Assessment of six specific PPD-Qs and lipid profiles, including total cholesterol (TC) and triglycerides (TG).
Statistical analyses employed include multivariate analysis, weighted quantile sum regression, and Bayesian kernel machine regression.
The dominant PPD-Qs detected were 6PPD-Q, 77PD-Q, and DTPD-Q, with specific positive correlations found between these PPD-Qs and lipid levels.
Exposure to mixed PPD-Qs significantly increased serum triglyceride levels (β = 0.050), especially influenced by 6PPD-Q.

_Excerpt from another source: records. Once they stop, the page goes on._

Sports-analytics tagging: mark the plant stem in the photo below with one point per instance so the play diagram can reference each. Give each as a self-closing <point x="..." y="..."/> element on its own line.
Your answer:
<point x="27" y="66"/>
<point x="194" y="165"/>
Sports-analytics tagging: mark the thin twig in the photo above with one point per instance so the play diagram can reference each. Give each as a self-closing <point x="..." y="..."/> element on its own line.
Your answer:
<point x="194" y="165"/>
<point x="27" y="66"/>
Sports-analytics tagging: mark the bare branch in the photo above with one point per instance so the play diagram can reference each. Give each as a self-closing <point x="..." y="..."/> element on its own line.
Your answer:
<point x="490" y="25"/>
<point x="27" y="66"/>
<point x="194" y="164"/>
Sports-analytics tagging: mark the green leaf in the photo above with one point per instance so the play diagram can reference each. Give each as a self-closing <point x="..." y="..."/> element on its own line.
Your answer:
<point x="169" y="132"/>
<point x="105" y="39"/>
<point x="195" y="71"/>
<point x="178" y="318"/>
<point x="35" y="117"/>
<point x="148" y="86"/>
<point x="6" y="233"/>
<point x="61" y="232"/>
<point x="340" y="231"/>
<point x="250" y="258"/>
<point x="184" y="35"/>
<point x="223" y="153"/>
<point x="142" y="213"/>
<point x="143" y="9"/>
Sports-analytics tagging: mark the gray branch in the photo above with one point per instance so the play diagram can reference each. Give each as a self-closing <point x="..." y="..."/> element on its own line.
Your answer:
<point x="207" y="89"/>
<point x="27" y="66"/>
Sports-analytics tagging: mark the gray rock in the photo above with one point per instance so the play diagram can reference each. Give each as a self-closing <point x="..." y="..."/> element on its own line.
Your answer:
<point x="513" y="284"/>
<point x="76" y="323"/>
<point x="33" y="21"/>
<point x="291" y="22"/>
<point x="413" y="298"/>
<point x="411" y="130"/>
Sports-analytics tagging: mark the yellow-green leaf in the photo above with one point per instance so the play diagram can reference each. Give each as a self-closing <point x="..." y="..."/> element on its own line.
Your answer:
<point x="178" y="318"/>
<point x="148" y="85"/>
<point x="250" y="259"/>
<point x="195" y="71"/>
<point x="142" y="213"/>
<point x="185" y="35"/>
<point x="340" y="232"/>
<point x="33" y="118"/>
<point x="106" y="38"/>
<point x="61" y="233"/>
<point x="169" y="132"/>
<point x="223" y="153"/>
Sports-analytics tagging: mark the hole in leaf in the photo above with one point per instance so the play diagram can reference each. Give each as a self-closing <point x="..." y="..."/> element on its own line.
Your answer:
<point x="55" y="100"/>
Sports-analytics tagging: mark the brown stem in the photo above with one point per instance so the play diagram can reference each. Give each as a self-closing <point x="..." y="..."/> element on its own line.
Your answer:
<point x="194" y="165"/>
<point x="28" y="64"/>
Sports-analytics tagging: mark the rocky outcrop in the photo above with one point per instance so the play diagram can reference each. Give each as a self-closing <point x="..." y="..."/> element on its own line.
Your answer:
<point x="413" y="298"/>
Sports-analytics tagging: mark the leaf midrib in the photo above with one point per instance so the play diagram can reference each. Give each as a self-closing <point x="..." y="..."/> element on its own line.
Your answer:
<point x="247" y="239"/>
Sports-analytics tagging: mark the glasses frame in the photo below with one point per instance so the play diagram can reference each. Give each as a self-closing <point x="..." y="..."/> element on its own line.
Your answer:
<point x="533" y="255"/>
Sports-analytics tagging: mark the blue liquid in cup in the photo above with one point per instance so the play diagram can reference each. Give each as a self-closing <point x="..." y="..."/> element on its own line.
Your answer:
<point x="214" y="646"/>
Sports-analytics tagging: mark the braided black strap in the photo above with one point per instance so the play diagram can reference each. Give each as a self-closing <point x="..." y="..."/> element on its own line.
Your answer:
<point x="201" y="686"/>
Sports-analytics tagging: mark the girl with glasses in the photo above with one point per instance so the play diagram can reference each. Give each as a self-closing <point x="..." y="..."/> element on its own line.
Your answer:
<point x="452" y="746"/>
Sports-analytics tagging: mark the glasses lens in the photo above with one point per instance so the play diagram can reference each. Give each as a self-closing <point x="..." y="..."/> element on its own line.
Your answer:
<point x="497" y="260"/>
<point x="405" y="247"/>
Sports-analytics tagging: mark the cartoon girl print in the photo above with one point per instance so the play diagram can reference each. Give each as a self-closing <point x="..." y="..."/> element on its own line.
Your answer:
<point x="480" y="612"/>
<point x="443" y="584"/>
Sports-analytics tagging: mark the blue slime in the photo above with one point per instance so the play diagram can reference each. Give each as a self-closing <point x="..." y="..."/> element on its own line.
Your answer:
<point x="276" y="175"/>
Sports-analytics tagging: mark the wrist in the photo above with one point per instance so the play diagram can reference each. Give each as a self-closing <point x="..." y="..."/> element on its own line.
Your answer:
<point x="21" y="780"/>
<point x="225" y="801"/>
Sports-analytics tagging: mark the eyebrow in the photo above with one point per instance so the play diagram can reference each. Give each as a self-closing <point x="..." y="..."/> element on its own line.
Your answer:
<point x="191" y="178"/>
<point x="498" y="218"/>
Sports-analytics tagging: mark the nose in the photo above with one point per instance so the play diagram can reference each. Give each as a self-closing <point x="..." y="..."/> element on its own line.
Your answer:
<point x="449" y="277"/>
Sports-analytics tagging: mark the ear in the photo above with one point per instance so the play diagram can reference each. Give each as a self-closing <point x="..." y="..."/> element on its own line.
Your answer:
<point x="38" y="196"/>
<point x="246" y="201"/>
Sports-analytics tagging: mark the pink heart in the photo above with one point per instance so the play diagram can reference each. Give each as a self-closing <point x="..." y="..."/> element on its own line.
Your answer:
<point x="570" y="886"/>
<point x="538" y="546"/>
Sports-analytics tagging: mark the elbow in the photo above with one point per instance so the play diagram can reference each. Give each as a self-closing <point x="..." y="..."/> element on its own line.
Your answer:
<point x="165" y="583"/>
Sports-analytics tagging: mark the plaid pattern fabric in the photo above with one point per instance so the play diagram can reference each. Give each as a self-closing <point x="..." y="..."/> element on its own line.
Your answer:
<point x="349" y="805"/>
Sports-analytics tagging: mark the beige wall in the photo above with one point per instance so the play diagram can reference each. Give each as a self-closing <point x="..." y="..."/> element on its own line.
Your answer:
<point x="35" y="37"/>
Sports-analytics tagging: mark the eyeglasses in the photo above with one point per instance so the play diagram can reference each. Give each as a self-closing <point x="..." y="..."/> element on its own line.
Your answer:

Mitochondrial DNA copy number mediated a substantial portion (34%-70%) of the serum triglyceride elevation from PPD-Q exposure.

Abstract

In recent years, human exposure to p -phenylenediamine-derived quinone (PPD-Qs) has attracted great attention due to their potential toxic effects on humans. While, their potential health risks to the lipid metabolism in humans remain inadequately elucidated. This cross-sectional study analyzed blood samples for six PPD-Qs, lipid profiles, and mitochondrial DNA copy number (mtDNAcn), and investigated the association between PPD-Q exposure and lipid levels in a population-based cohort comprising 255 healthy Chinese adults. Results showed that PPD-Qs in human serum was dominated by 6PPD-Q (mean 1.8 ng/mL), followed by 77PD-Q (0.73 ng/mL) and DTPD-Q (0.60 ng/mL). Multivariate analyses demonstrated significantly positive correlations between exposure to specific PPD-Qs (i.e., 6PPD-Q, CPPD-Q, DPPD-Q, and DTPD-Q) and elevated serum concentrations of total cholesterol (TC), triglycerides (TG), and low-density lipoprotein cholesterol (LDL-C). Weighted quantile sum regression showed that mixed PPD-Q exposure was positively correlated with TG levels ( β = 0.050, 95% CI: 0.009 −0.16), with 6PPD-Q showing the highest weight for TC (weight 0.27), TG (0.31), low-density lipoprotein (0.28), apolipoprotein A1 (ApoA1; 0.52), and apolipoprotein B (ApoB; 0.33). Bayesian kernel machine regression analysis confirmed dose-dependently positive relationships between combined PPD-Q exposure and TC, TG, LDL-C, ApoA1, and ApoB. Mechanistically, mtDNAcn mediated 34 (95% CI: 9.3 −138%)–70% (95% CI: 12 −266%) of the total serum TG-elevating effects induced by PPD-Q exposure, revealing a novel pathway through which these PPD-Qs disrupt lipid homeostasis. Findings of this study address critical knowledge gaps regarding the toxicological impacts of these emerging environmental contaminants on human metabolic health. • 6PPD-Q, 77PD-Q, and DTPD-Q were the dominant PPD-Qs in human serum. • Mixed PPD-Q exposure was positively associated with serum TG levels. • 6PPD-Q exhibited the most pronounced influence on elevated serum lipid levels. • The mtDNAcn mediated the effect of PPD-Q exposure on serum TG levels.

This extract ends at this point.